The Bureau of Land Management in partnership with Oregon Coast Council for the Arts and Friends of Yaquina Lighthouses are pleased to announce the start of an Artist-in-Residence (AiR) program at Yaquina Head Outstanding Natural Area (ONA).
June 5 – Plein Air Paint Out with Emy Syrop 10am-3pm
- Parking admission is free for artists. Let the ranger at the entrance gate know you are there for ‘paint-out’
- Paint on postcard (5″ x 7″) to be featured in the July Artist in Residence Show at Newport’s Visual Arts Center
- Feel free to move to different locations (within established paths).
- Connect with community and share about your artistic process
- Be prepared for Oregon Coast weather which may include sun, rain.
- 10:00am – Meet at the interpretive center for Welcome Message and site information.
- 10:30am – Go to the lighthouse area to paint (or other designated public spaces)
- 2:00pm – Gather at lighthouse for showcase and closing. (Or Interpretive Center, weather dependent)

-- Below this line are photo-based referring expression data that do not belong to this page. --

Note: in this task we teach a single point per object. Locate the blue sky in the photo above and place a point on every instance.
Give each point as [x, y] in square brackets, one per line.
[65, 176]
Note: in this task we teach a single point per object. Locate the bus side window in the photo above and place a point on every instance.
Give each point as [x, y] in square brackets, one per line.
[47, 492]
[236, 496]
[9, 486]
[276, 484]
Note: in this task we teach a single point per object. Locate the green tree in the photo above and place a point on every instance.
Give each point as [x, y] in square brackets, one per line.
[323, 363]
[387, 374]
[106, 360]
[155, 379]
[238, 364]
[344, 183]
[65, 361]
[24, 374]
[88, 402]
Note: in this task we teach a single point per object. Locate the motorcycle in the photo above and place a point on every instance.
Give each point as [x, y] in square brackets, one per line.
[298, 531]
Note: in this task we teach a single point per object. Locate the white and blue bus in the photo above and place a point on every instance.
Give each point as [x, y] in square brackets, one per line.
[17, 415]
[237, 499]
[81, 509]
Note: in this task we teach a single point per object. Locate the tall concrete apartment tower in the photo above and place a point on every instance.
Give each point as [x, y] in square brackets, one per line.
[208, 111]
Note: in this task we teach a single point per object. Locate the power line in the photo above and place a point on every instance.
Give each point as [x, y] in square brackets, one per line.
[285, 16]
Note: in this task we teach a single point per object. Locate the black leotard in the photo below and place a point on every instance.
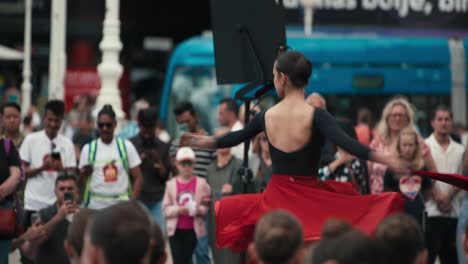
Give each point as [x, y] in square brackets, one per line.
[305, 161]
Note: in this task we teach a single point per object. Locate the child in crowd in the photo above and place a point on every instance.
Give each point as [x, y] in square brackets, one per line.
[415, 189]
[184, 207]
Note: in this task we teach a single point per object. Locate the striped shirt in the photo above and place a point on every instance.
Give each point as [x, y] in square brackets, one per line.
[203, 158]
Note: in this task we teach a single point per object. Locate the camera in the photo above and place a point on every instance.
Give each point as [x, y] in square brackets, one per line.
[35, 217]
[55, 155]
[68, 196]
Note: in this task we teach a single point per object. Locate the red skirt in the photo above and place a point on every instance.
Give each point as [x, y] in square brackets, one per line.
[311, 201]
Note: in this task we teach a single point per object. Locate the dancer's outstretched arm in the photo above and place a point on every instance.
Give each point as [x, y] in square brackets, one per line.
[231, 139]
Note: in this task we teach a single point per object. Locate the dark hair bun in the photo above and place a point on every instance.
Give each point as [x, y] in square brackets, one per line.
[107, 110]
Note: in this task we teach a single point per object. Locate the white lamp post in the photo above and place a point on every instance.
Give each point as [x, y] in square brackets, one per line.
[308, 15]
[26, 84]
[110, 68]
[57, 49]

Emy Syrop – Artist in Residence at Yaquina Head Outstanding Natural Area
“I paint coastal landscapes and detailed illustrations of marine life. I most frequently use gouache but work in acrylic, watercolor, colored pencils and graphite as the piece may require. My background as a marine biologist and surfer informs my understanding of the oceans and the lives supported within. I have always lived along the Paciﬁc Coast: ﬁrst in Southern California and now in Newport, Oregon where I am inspired by the varied coastline, weather and intimate encounters with wildlife.
Plein air painting is my most fulﬁlling way to paint landscapes as I become a detailed observer of the environment in those moments. Water reﬂections, balanced colors and open space reconnect the viewer to our environment, promoting stewardship for the lands we inhabit. I enjoy drawing animals and found objects from the beach where I inspect and analyze the details. These layered illustrations invite the viewer to look closer, sparking an interest in the strangeness and uniqueness of marine wildlife and inspiring them to seek out natural spaces where they live.
I work in a limited palette, partly for practicality of painting on the go, but also because most of our natural surroundings are blends of earthy tones and grays. When something calls for a pop of color, like ﬂowers or sea stars, it tends to be from special pigments within the organism, giving me the occasion to use a few additional colors.”